Jill Coote, HR/employment specialist and speaker, gave a popular talk as she attempted to ease the HR ‘headache’ as she called it by outlining several ways to meet the demand of HR procedures. Her advice was to plan and create structures for both the PM and the practice team’s workload. She stressed that “clear guidelines from the outset would result in a smoother running practice”.
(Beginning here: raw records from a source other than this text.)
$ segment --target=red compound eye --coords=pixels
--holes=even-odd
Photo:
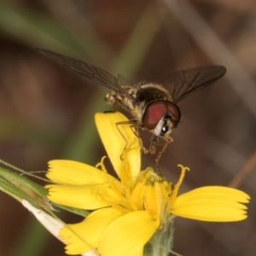
[[[177,106],[173,102],[166,102],[168,112],[172,117],[172,120],[173,121],[174,125],[177,126],[179,119],[180,119],[180,111]]]
[[[180,119],[180,111],[177,106],[171,102],[155,102],[149,104],[143,118],[143,126],[153,130],[164,116],[169,116],[173,125],[177,126]]]
[[[165,102],[155,102],[149,104],[143,118],[143,126],[153,130],[167,112],[168,108]]]

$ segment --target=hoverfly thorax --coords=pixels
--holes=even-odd
[[[145,149],[142,143],[145,153],[154,154],[155,146],[163,145],[156,159],[157,163],[166,145],[172,142],[170,133],[180,120],[181,113],[176,103],[212,84],[226,72],[222,66],[200,67],[171,74],[167,78],[166,87],[152,83],[128,85],[122,76],[115,77],[92,64],[48,49],[38,50],[53,61],[108,88],[107,102],[119,105],[132,115],[130,121],[117,125],[129,125],[138,136],[139,130],[149,131],[152,134],[149,150]],[[158,143],[160,138],[164,139],[164,143]]]

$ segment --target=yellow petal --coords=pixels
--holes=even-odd
[[[104,185],[66,186],[47,185],[47,197],[53,202],[75,208],[93,210],[118,201],[117,195]]]
[[[103,232],[98,246],[99,254],[131,256],[140,253],[159,225],[159,218],[147,211],[122,215]]]
[[[80,254],[97,247],[106,227],[121,215],[112,207],[100,209],[91,212],[82,223],[63,227],[60,237],[67,244],[66,253]]]
[[[141,145],[131,128],[131,125],[117,125],[129,119],[119,112],[97,113],[96,125],[108,155],[116,173],[122,170],[122,157],[126,157],[130,164],[131,177],[136,177],[141,167]],[[124,149],[126,151],[124,152]],[[120,176],[119,176],[120,177]]]
[[[77,161],[55,160],[48,162],[47,177],[55,183],[66,185],[102,184],[110,178],[106,172]]]
[[[239,221],[247,218],[249,195],[238,189],[209,186],[177,196],[171,212],[174,215],[203,221]]]

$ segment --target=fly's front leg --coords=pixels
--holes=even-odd
[[[131,129],[132,132],[139,139],[140,144],[142,144],[142,140],[138,137],[138,133],[137,133],[137,130],[141,127],[141,125],[137,124],[137,120],[119,122],[119,123],[116,123],[115,125],[116,125],[116,127],[117,127],[119,132],[120,133],[121,137],[123,137],[124,141],[125,142],[125,145],[123,153],[120,155],[121,160],[124,160],[124,154],[126,154],[128,151],[130,151],[131,149],[134,149],[134,148],[128,148],[129,147],[129,142],[128,142],[127,138],[125,137],[125,136],[122,133],[122,131],[119,128],[119,125],[129,125],[129,126]],[[132,128],[135,128],[135,130],[132,129]]]
[[[173,139],[172,137],[165,137],[164,138],[166,141],[164,143],[161,143],[161,144],[158,144],[158,146],[160,145],[163,145],[161,150],[157,154],[157,157],[155,159],[155,165],[156,165],[156,169],[157,169],[157,172],[160,172],[160,168],[159,168],[159,161],[163,154],[163,153],[165,152],[165,150],[167,148],[167,145],[173,142]]]

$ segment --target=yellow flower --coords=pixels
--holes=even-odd
[[[247,203],[249,196],[242,191],[211,186],[177,195],[189,168],[180,166],[182,174],[176,185],[150,167],[140,172],[141,146],[131,127],[120,124],[126,121],[119,113],[96,114],[118,179],[107,172],[103,160],[96,167],[71,160],[49,162],[47,177],[55,184],[47,185],[48,198],[94,210],[82,223],[67,224],[60,231],[67,254],[143,255],[145,244],[170,230],[175,216],[224,222],[247,218],[242,203]]]

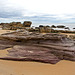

A session that spoke to the concerns of delegates was practice management consultant Kathie Applebee’s Maintaining morale – coping with rising patient demand and increasingly complex care. Morale – always a key word when discussing teamwork and after Applebee’s session morale was high among the attendees. Practice manager Samantha Spike from Ashville Surgery, Manchester described Applebee’s session as informative and one that offered achievable suggestions. Applebee’s memorable tip summed up her session. She said: “Practice managers have to train, teach and inspire”.
Fun and laughter was guaranteed in comedian Dr Phil Hammond’s session. Audience interaction kept spirits high, while discussions around the delicate and sometimes bleaker issues of the NHS took place. Hammond’s honest account of his step-father’s recent passing depicted the difficulties the NHS faced. The complexities of many teams working together during someone’s final weeks was outlined as difficult but achievable with team work. Hammond finished on a positive note that with collaboration the NHS will be on the right track. He said: “What we are doing is tough, but we are optimistic.”
Speakers were united in the need for general practice to be innovative in order to survive with the PM taking a leading role. It was clear that PMs have to fight their corner in order to be heard as a profession at practice, clinical commissioning group and national levels. A key theme of the day was the vital role that PMs play in their practice and more broadly across primary care a role that should be valued and developed.